Published: 17th March 2018 07:14 PM  |   Last Updated: 17th March 2018 08:04 PM   |  A+A-

Chinese President Xi Jinping shakes hands with Wang Qishan after Wang was elected Vice-President. (Photo | AP)


BEIJING: The election of Chinese President Xi Jinping's trusted lieutenant Wang Qishan as vice president with life-long tenure could be problematic for the ruling Communist Party as he could transform a largely ceremonial position into a real seat of power, experts said.

Wang, who retired as the member of the ruling Communist Party of China's (CPC) powerful seven-member Standing Committee in October, is the first official to continue in power despite crossing the retirement age.

His election marks a formal return of the 69-year-old to the centre stage of Chinese politics. "He will become Xi's wingman and transform a largely ceremonial position into a real seat of power," political experts were quoted as saying by Hong Kong based South China Morning Post.

The vice-president position has been a largely symbolic role in past decades, but that will not satisfy Wang, who is widely respected for his decisiveness and efficiency, the daily said.

"He will not simply be playing a ceremonial role as some of his predecessors did, and will thus be able to play an important role on issues Xi decides to involve him in," said Dali Yang, a political scientist with the University of Chicago.

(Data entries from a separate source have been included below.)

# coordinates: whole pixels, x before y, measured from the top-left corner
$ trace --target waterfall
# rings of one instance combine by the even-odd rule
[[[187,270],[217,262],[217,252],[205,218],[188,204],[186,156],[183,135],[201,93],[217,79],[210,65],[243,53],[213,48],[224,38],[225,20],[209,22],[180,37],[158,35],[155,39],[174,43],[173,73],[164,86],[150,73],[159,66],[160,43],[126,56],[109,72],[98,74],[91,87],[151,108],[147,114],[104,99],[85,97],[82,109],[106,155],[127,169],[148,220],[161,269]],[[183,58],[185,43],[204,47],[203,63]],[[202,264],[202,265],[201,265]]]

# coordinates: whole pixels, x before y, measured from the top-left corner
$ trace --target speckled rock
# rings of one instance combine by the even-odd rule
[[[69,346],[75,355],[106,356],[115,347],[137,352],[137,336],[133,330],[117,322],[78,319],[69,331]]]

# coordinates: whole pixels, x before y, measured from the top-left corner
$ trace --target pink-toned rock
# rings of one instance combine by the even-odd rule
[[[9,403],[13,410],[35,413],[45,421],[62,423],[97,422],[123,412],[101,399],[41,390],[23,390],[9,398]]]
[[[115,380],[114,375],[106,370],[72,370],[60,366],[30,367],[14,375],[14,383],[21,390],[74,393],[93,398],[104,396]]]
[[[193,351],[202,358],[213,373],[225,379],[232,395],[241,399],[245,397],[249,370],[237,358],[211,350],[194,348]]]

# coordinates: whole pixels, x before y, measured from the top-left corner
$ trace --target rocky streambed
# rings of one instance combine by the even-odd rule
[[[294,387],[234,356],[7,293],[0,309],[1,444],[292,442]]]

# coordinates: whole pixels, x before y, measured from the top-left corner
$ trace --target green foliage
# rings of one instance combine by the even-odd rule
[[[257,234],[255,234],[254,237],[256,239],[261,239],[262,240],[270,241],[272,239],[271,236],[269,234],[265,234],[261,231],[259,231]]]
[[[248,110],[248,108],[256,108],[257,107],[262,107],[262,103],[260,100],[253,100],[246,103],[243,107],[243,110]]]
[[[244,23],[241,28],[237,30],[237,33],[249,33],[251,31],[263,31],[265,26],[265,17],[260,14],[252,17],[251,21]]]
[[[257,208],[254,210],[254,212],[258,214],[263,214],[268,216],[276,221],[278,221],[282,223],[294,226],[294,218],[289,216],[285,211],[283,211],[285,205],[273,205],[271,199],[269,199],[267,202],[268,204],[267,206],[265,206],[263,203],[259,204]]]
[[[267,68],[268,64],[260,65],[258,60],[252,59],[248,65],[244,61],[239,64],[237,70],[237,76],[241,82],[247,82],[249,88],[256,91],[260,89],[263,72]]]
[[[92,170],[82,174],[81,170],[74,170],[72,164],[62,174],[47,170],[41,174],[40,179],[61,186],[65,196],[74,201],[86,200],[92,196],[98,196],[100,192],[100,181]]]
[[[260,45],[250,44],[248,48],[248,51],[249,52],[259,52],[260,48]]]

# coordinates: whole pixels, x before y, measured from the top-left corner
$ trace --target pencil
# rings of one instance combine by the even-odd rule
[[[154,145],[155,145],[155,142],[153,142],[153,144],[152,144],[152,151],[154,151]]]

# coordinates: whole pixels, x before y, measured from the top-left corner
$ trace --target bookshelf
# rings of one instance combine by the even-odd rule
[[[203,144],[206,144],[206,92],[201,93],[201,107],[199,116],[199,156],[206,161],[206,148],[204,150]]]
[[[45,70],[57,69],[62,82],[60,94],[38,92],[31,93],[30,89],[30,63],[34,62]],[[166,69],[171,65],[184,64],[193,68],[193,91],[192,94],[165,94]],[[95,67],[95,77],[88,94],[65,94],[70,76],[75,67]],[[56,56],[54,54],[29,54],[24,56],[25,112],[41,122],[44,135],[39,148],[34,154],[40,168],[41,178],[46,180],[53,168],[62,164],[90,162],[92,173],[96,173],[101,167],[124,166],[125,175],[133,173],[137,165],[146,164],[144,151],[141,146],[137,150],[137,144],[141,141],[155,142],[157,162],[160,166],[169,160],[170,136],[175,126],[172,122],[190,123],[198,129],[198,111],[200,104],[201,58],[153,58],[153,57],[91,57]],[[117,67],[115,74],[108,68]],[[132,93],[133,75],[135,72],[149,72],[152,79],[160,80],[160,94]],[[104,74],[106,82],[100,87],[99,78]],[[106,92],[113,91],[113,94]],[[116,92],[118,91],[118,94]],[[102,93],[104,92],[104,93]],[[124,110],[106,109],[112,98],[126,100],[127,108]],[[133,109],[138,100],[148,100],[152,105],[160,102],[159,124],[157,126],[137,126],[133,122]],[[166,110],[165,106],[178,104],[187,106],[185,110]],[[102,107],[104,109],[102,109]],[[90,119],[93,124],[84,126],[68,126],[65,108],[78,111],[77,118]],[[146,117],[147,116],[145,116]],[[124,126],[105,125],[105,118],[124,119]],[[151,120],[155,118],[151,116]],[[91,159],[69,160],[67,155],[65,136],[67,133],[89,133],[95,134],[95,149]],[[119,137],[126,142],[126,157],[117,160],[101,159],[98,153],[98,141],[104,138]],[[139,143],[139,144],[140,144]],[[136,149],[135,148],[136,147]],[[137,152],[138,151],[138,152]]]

His name evokes fear across China as he headed Xi's anti-corruption drive which led to the punishment of over 1.5 million officials, including over 100 ministers and top Generals of the military.

Speculation was rife about his future since he was not assigned any role by the once-in-a-five-year congress of the CPC which endorsed a second term for Xi and elected a new Standing Committee in October last year.

Moreover, all top CPC officials including top leaders of the party followed an unwritten rule of 68 years and two terms as the retirement age as part of the collective leadership principle followed by the one-party state to avert a dictatorial rule emerging from ranks.

However, Xi broke the number of conventions followed by the party and leaders since he took over.

One such convention he disregarded was to not to prosecute retired leaders.

During Xi's first five-year tenure, Wang focussed his anti-corruption campaign against former security czar Zhou Yongkong, a powerful standing committee member under previous Hu Jintao regime and his family and supporters. Zhou is currently serving life sentence after admitting charges against him.

Wang's elevation today is regarded as yet another step to change the rules followed by CPC as now he would continue in power despite crossing the retirement age.

Like Xi, Wang will also not have any tenure as China's rubber-stamp parliament National People's Congress (NPC) on March 11 amended the constitution removing the two-term limit for the president and vice President.

"Having Wang, as vice-president without a senior party position, functioning as No 8 in the leadership and in charge of a major portfolio is problematic for a Leninist system, as the centrepiece of a Leninist system is the party," said Steve Tsang, director of the SOAS China Institute.

"An ordinary party member outranking Politburo members will cause huge concern and discomfort among Politburo members, as well as the wider party establishment," he was quoted as saying by the Post.

But if Wang was asked by Xi to take on a particular portfolio, Tsang said it would be hard to see how the party's top leadership could block the move.

"The 'fear factor' will ensure that Xi will have his way and Wang will begrudgingly accepted for whatever role or roles Xi may assign to him," he said. Wang's anti-graft campaign may also comeback to bite Xi later, he said.

"Wang's crackdown is unlikely to be forgotten within the party establishment. It may come back to bite Xi at a later stage in the event that he should make a major policy mistake and the rest of the establishment should sense a serious weakness on his part," Tsang said.

"Much as Wang is genuinely one of the most able among China's top-level leaders, assigning him a senior portfolio against party rules and constitutional convention carries such a high implicit political price that it is very doubtful if this would be worth his while," he said.

"If Xi indeed ignores this, it shows how he is already putting himself in a Leninist strongman mode in how he exercises his leadership from this point onwards," he said.